The goal is to fund in the green zone—where ideas are still fragile, but the capital is antifragile.

Shifting the Overton Window

Arguing that NIH funding should decrease is not just contrarian. It is currently unthinkable within the Overton window—the spectrum of socially acceptable discourse.

But windows move.

And just as Taleb’s early critiques of over-optimization, debt-fueled growth, and systemic fragility were once fringe—and are now canonical—so too must we expand the boundaries of debate in biomedical finance.

To shift capital flows, we must first shift the conversation.

This blog, this platform, and Capital for Cures as an initiative exist to make those shifts thinkable. Fundable. Scalable.

Final Thoughts: A System Worth Stressing

Let me be clear: science is a public good. The NIH has done immense good. But the next frontier of biomedical breakthroughs will not come from pouring more money into the same pipes.

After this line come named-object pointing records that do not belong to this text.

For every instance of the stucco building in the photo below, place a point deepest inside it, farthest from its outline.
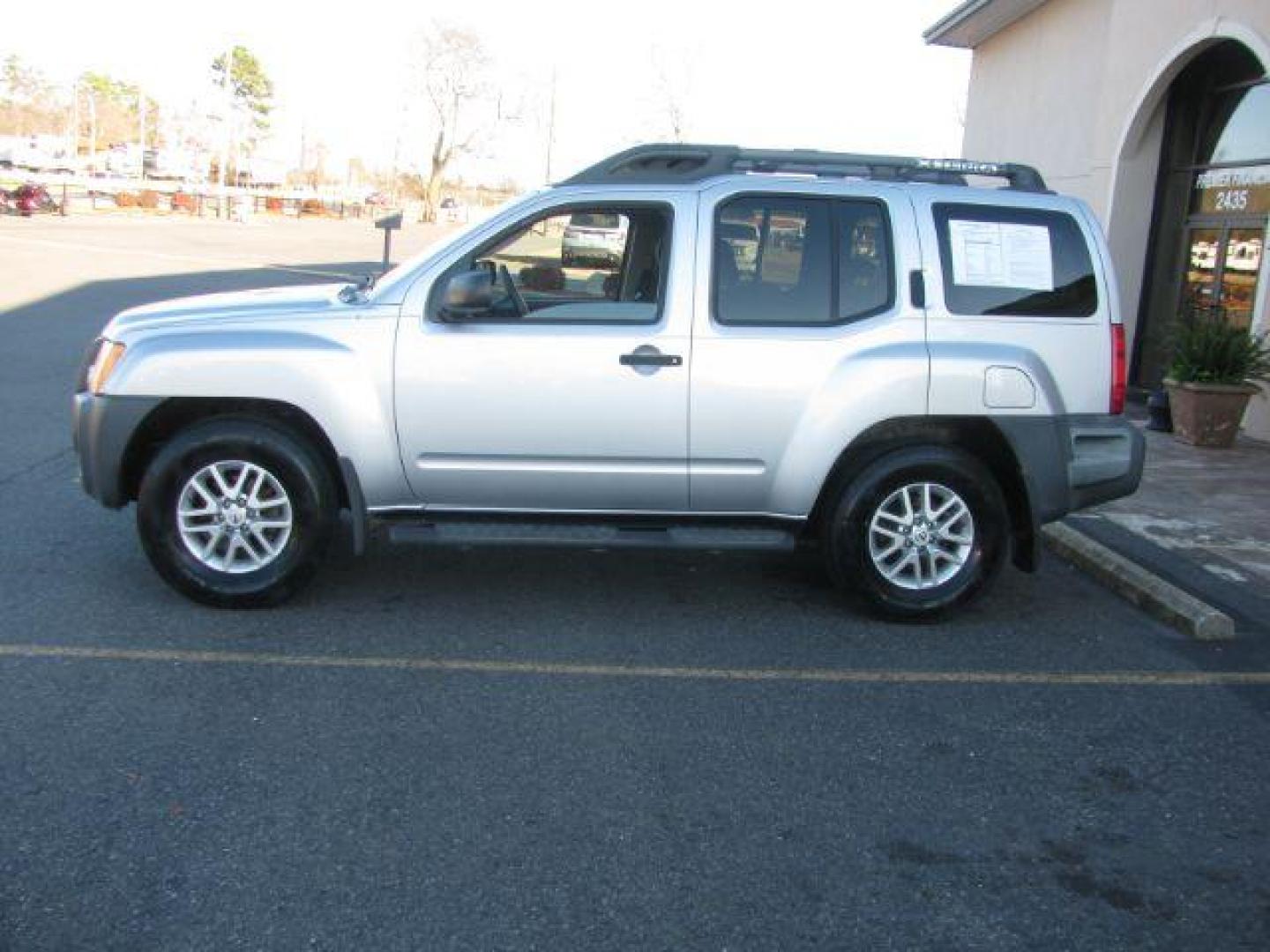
(1154, 112)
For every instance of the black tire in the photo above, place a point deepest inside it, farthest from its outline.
(295, 465)
(848, 533)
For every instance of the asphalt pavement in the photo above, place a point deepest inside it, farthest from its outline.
(557, 750)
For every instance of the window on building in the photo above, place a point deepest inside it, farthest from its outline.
(1013, 262)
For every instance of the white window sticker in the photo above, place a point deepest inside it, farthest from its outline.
(993, 254)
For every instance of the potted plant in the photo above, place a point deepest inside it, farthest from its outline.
(1211, 380)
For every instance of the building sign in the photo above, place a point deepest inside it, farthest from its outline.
(1232, 190)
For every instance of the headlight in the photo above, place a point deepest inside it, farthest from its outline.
(108, 354)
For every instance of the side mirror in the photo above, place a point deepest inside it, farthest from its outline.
(467, 294)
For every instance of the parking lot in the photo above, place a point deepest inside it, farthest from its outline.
(487, 750)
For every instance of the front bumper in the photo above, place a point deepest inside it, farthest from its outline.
(1073, 462)
(101, 428)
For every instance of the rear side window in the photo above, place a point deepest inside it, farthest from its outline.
(1013, 262)
(788, 260)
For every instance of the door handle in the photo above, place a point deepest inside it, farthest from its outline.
(649, 357)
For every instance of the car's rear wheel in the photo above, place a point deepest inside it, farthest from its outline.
(235, 513)
(918, 532)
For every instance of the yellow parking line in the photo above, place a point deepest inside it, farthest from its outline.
(568, 669)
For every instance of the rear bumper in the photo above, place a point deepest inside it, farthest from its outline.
(101, 428)
(1073, 462)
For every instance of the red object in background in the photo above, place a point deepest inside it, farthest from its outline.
(1117, 368)
(31, 198)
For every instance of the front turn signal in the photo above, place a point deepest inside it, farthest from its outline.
(108, 354)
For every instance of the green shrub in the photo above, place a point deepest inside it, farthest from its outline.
(1208, 349)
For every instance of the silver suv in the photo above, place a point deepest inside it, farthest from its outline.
(875, 355)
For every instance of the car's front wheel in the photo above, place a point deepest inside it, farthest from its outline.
(235, 513)
(918, 532)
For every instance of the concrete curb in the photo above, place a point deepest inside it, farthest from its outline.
(1159, 598)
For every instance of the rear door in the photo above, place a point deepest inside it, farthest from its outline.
(803, 335)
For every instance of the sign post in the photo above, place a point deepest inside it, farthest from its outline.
(389, 222)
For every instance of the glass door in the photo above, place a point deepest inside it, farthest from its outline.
(1241, 267)
(1199, 282)
(1223, 265)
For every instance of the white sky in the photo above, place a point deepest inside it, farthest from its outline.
(851, 75)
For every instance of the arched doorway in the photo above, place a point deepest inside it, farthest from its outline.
(1212, 202)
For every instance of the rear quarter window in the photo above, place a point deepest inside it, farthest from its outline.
(1013, 262)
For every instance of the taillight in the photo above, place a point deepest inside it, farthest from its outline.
(1117, 371)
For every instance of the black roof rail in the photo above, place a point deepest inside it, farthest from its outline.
(661, 164)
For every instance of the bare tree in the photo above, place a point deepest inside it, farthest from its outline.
(672, 80)
(455, 79)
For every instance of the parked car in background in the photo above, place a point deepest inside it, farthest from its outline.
(743, 240)
(32, 199)
(594, 239)
(452, 211)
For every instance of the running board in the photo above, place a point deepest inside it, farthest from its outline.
(576, 534)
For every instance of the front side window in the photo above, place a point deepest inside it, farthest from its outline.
(800, 260)
(582, 265)
(1013, 262)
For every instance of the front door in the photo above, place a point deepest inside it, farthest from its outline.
(568, 389)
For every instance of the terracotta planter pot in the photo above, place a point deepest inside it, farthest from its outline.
(1208, 414)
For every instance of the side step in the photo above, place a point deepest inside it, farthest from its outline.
(578, 534)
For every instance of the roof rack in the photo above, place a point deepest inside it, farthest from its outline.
(663, 164)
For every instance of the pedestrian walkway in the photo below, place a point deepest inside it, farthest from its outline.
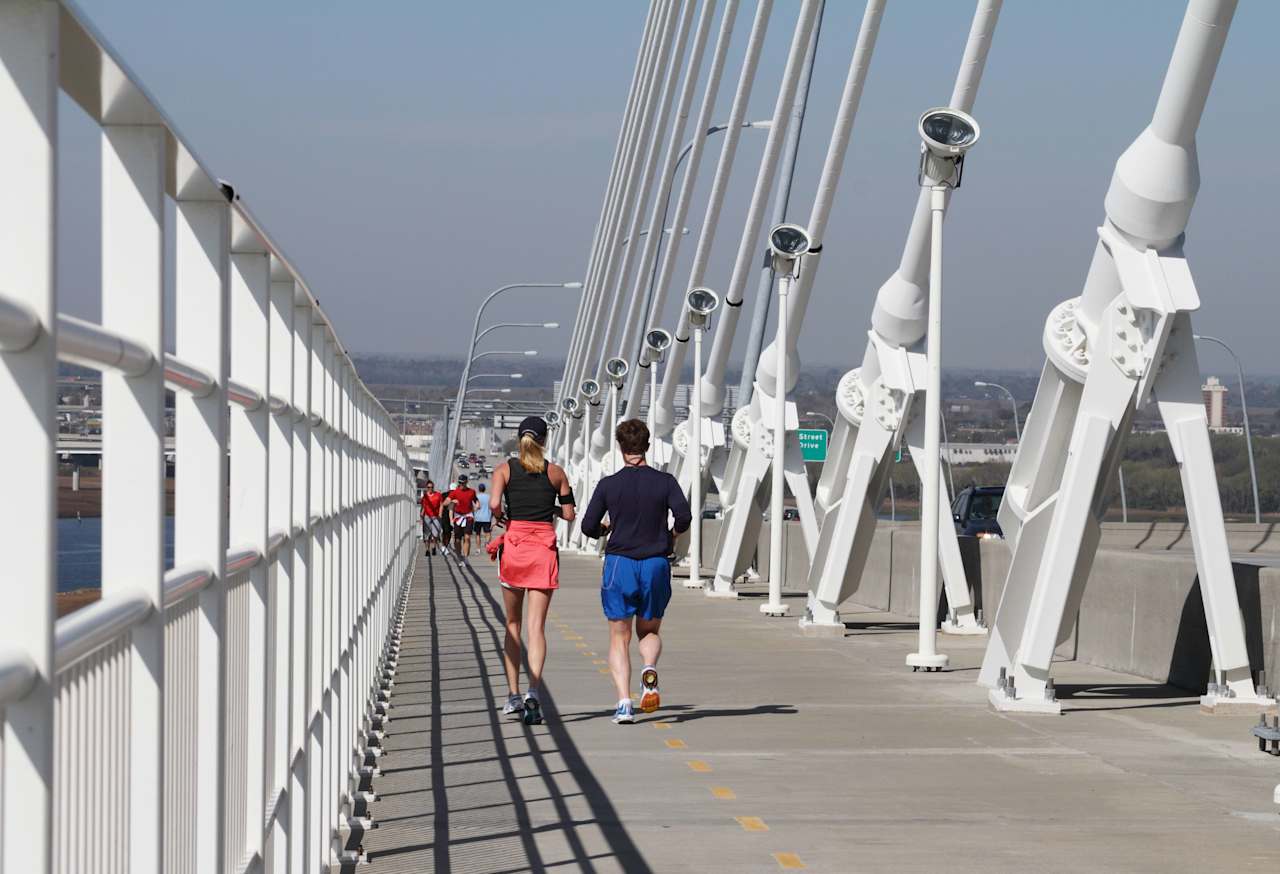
(776, 753)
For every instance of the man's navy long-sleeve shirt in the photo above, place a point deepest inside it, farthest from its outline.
(636, 500)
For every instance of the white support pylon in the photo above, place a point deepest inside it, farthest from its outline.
(744, 494)
(1124, 342)
(878, 403)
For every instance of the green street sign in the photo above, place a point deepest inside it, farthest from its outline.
(813, 443)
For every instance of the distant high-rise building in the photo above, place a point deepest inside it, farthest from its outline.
(1215, 402)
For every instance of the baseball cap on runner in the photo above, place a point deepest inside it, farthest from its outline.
(533, 426)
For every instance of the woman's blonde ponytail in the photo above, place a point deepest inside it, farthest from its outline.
(531, 454)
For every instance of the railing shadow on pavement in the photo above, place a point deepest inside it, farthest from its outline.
(497, 823)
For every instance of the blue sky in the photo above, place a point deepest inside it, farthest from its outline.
(411, 156)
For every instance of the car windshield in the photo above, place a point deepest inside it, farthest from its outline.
(983, 507)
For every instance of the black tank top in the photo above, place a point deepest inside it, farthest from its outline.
(529, 497)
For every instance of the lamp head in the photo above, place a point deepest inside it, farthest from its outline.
(702, 303)
(656, 344)
(617, 370)
(787, 245)
(946, 135)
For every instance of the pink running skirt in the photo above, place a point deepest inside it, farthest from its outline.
(529, 558)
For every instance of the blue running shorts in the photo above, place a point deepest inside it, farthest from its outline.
(635, 586)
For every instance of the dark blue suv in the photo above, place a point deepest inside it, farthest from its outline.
(974, 511)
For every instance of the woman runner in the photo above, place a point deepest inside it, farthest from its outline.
(529, 561)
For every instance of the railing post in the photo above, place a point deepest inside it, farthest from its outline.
(302, 705)
(28, 170)
(202, 271)
(284, 589)
(133, 426)
(248, 504)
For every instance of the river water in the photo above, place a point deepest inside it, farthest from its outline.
(80, 552)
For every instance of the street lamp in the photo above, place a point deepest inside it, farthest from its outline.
(1244, 412)
(516, 324)
(789, 243)
(475, 337)
(946, 136)
(1018, 434)
(616, 371)
(656, 344)
(702, 303)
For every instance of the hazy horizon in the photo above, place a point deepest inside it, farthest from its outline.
(411, 158)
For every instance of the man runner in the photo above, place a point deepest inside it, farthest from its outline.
(636, 582)
(432, 500)
(462, 502)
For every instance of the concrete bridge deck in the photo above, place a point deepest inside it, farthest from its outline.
(775, 753)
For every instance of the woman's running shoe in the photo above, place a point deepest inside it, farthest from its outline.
(533, 712)
(649, 698)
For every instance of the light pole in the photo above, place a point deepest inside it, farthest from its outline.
(592, 393)
(789, 245)
(616, 371)
(702, 303)
(475, 337)
(1018, 434)
(1244, 412)
(764, 124)
(946, 136)
(656, 344)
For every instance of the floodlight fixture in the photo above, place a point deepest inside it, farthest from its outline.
(702, 303)
(946, 135)
(656, 344)
(789, 243)
(616, 369)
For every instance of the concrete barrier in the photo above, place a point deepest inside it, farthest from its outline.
(1141, 613)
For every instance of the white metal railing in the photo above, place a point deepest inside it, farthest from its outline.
(209, 718)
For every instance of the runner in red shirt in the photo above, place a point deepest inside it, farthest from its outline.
(432, 503)
(464, 503)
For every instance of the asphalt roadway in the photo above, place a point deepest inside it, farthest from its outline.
(775, 751)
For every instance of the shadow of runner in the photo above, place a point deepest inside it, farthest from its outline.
(603, 814)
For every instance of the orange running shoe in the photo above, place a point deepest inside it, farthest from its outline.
(649, 699)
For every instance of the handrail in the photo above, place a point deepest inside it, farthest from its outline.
(242, 558)
(92, 346)
(18, 325)
(81, 634)
(17, 676)
(181, 584)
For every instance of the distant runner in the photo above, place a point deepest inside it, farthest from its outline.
(462, 503)
(529, 563)
(636, 581)
(432, 500)
(483, 517)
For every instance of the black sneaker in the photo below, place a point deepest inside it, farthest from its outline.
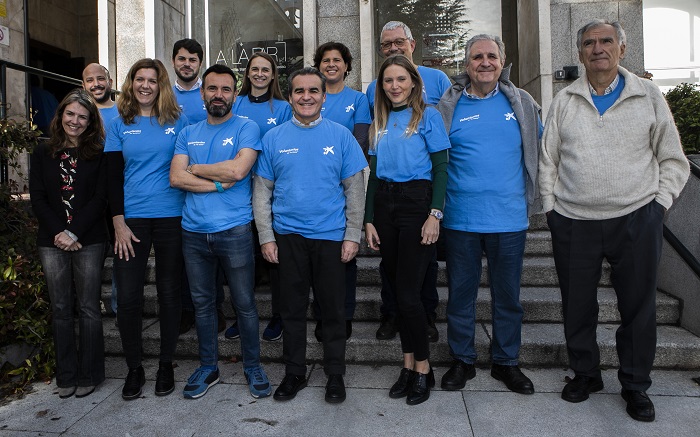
(133, 386)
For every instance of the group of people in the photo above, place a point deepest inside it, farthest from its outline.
(413, 158)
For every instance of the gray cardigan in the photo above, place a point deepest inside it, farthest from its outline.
(527, 111)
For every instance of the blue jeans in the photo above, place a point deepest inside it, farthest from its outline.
(231, 249)
(82, 364)
(504, 254)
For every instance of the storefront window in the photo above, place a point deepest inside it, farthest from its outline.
(439, 28)
(238, 29)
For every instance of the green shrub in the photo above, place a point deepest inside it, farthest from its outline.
(684, 101)
(25, 315)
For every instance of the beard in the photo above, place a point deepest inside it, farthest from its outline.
(218, 111)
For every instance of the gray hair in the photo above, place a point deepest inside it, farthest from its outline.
(621, 37)
(487, 37)
(391, 25)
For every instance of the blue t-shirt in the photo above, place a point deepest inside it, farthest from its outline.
(108, 114)
(148, 149)
(486, 171)
(204, 143)
(263, 114)
(402, 158)
(435, 83)
(191, 104)
(603, 103)
(308, 165)
(348, 107)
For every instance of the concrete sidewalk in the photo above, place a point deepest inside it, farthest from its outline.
(483, 408)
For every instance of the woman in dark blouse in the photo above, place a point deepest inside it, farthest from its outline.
(68, 187)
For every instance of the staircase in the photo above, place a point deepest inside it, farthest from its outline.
(542, 333)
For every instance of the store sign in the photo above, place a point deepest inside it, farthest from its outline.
(285, 53)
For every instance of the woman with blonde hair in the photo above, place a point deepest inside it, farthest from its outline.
(68, 187)
(146, 212)
(405, 198)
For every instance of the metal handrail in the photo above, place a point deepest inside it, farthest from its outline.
(676, 244)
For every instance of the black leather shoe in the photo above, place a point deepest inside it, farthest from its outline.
(165, 379)
(403, 385)
(639, 406)
(420, 390)
(289, 387)
(458, 375)
(135, 380)
(186, 321)
(388, 327)
(433, 335)
(513, 378)
(578, 389)
(318, 331)
(335, 389)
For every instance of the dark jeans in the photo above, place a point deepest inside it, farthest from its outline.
(165, 235)
(84, 364)
(504, 253)
(401, 209)
(632, 245)
(300, 259)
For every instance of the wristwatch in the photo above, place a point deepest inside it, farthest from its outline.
(437, 214)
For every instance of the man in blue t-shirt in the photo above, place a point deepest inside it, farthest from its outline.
(494, 130)
(212, 164)
(187, 60)
(396, 39)
(98, 83)
(309, 205)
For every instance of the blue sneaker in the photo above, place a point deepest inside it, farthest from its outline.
(232, 332)
(199, 382)
(273, 331)
(258, 383)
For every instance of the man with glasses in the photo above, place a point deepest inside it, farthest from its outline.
(397, 39)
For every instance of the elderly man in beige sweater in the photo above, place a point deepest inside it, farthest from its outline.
(610, 167)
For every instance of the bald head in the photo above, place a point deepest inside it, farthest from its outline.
(97, 82)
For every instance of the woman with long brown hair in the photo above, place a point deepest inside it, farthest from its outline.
(68, 188)
(146, 212)
(405, 197)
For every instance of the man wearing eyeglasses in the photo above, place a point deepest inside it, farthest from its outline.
(397, 39)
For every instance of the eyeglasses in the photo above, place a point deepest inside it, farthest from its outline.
(399, 42)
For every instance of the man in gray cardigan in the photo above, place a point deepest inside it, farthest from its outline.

It will come from reengineering the capital stack. From welcoming volatility. From giving ideas room to fail early and succeed wildly.

This is what Taleb means by “via negativa”: don’t add more. Subtract what no longer works.

Let go of the comfort. Reclaim the edge.

Postscript: For readers in Brussels, Berlin, or Bethesda tempted to send angry emails—rest assured, this is not an argument to dismantle the NIH or its European equivalents. It is an argument to rethink our dependencies. Funding is a tool, not a religion. And sometimes, the best thing a system can do… is step aside.